• “Başbakanlık’ta oturup kalacağım diye bir derdim yok. Günü geldiğinde ne karar verilmesi gerekiyorsa, cesurca veririm”
• “Partinin yeniden birlik, beraberliği için her türlü fedakarlığı yaparım ama her ne pahasına olursa olsun koltukta oturmak için taviz vermem”
• “Siyasette kırgınlık yoktur. Hele devletin zirvesinde asla olmaz”
Başbakan Hüseyin Özgürgün, kabinede şu aşamada değişikliğin söz konusu olmadığını, ancak siyasette 24 saatin bile uzun olduğunu belirterek, kabine değişikliği için koşullar ve şartlar oluşmuşsa, değişiklik yapmaktan çekinmeyeceğini bildirdi. Cumhurbaşkanı Mustafa Akıncı ile aralarında hiçbir kırgınlık olmadığını belirten Başbakan Özgürgün, “Biz sadece, Kıbrıs konusundaki hassasiyetimizi, endişelerimizi ortaya koyarız. Hatta bu, Cumhurbaşkanına güç ve destek de verir. Elini güçlendirir” dedi.
Kabine değişikliği konusunda şu an bir ihtiyaç doğmadığını belirten Başbakan Özgürgün,“Bunun, önümüzdeki günlerde doğabilecek bir şey olduğunu da herkes biliyor. Şimdi hayır desem bile, yarın bu sözüm havada kalabilir” dedi. Kurultaydan sonra Ulusal Birlik Partisi (UBP) içinde huzurun yakalandığını, yeni bir dönem başladığını, birlik beraberlik için her fedakarlığı yapacağını ama sırf koltukta oturmak için taviz vermeyeceğinin altını çizen Başbakan Özgürgün, “Başbakanlıkta oturup kalacağım diye bir derdim yok. Hele de ezilip büzülüp bir şekilde sandalyede çökük bir şekilde asla kalmam. Gereğini yaparım, Günü geldiğinde ne karar verilmesi gerekiyorsa, cesurca veririm” diye konuştu. Başbakanlıktan yapılan açıklamaya göre, Başbakan Hüseyin Özgürgün, Kıbrıs Genç TV’de yayımlanan Kıbrıs Manşet Programı’nda soruları yanıtlayarak, değerlendirmelerde bulundu.

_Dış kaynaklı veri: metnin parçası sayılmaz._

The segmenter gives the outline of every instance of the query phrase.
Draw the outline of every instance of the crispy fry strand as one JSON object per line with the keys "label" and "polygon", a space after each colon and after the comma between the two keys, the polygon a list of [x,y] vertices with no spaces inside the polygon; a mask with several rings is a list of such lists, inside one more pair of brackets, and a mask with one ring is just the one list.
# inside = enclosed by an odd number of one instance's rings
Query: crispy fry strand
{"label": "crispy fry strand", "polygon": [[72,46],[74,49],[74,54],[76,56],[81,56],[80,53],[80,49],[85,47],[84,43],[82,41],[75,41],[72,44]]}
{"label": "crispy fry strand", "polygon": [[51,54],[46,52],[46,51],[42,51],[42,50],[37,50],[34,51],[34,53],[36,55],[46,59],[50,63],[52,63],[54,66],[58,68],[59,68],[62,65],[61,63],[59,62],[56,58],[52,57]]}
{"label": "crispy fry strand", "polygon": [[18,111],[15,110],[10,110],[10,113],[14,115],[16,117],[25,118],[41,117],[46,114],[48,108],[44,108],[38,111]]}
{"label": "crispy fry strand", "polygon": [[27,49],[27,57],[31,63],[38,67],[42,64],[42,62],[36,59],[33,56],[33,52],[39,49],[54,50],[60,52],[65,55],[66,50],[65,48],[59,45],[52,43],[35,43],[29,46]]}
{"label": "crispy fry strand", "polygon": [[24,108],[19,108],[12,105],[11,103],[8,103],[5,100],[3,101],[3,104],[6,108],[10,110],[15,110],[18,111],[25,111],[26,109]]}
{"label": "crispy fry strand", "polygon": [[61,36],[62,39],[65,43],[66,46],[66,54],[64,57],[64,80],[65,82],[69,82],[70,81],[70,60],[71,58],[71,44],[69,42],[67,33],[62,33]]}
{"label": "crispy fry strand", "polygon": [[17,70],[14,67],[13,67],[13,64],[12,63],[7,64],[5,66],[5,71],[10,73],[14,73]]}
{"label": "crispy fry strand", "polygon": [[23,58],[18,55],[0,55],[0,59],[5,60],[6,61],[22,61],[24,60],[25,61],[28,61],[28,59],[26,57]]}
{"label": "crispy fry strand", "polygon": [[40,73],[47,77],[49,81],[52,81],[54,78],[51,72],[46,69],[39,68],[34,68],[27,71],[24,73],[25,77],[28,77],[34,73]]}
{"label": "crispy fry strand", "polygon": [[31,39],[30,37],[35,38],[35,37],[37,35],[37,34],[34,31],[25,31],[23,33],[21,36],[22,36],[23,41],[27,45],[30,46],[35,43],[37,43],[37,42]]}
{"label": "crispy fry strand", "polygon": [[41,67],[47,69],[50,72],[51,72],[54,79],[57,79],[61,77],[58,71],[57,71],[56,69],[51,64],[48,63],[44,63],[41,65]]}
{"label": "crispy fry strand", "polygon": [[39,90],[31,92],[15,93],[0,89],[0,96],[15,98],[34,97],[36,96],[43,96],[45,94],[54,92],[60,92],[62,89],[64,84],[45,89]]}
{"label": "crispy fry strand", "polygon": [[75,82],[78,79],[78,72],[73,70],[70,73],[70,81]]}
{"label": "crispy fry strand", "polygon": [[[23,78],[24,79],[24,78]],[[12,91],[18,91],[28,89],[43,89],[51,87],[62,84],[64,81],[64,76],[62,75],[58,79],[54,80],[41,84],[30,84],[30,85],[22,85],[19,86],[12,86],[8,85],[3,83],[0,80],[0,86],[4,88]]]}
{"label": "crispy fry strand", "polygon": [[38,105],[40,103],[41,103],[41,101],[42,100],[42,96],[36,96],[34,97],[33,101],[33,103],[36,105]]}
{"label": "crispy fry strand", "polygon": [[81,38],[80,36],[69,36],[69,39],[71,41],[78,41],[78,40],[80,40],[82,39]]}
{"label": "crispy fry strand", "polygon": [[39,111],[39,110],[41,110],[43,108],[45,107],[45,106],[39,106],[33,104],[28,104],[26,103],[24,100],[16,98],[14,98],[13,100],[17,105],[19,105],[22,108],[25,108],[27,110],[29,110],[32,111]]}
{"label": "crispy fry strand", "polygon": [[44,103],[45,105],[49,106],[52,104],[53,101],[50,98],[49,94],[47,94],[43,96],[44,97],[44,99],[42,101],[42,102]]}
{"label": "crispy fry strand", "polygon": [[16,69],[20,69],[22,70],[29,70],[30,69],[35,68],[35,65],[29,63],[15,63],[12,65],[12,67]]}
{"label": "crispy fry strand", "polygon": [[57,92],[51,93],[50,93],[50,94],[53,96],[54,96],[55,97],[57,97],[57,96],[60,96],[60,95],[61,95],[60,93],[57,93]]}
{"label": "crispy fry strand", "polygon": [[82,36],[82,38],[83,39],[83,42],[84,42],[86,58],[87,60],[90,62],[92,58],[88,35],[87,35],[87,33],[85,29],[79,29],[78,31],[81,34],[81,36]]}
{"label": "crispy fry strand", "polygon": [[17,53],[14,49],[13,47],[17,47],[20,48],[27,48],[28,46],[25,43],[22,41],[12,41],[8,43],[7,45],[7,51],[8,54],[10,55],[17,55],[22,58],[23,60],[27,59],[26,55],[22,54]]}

“Siyasette 24 saat uzun bir süre”
Olası kabine değişikliğiyle ilgili bir soru üzerine, siyasette 24 saatin dahi uzun bir süre olduğunu, 4 aydır görevde olan hükümette şu aşamada bir sıkıntı olmadığını belirten Başbakan Özgürgün, “Yeni bir hükümet, zaman içerisinde bazı sıkıntılar, eksiklikler olur. Yolda bazı ufak tefek kazalar da yaşanabilir, ancak şu anda bu saydıklarım herhangi bir şekilde radikal değişikliğe gitmek için yeterli değil” diye konuştu.Başbakan Özgürgün, “(Kabinede) Değişiklik konusunda şu an için böyle bir ihtiyaç doğmadı, bunun, önümüzdeki günlerde doğabilecek bir şey olduğunu da herkes biliyor. Şimdi hayır desem bile, yarın bu sözüm havada kalabilir” dedi.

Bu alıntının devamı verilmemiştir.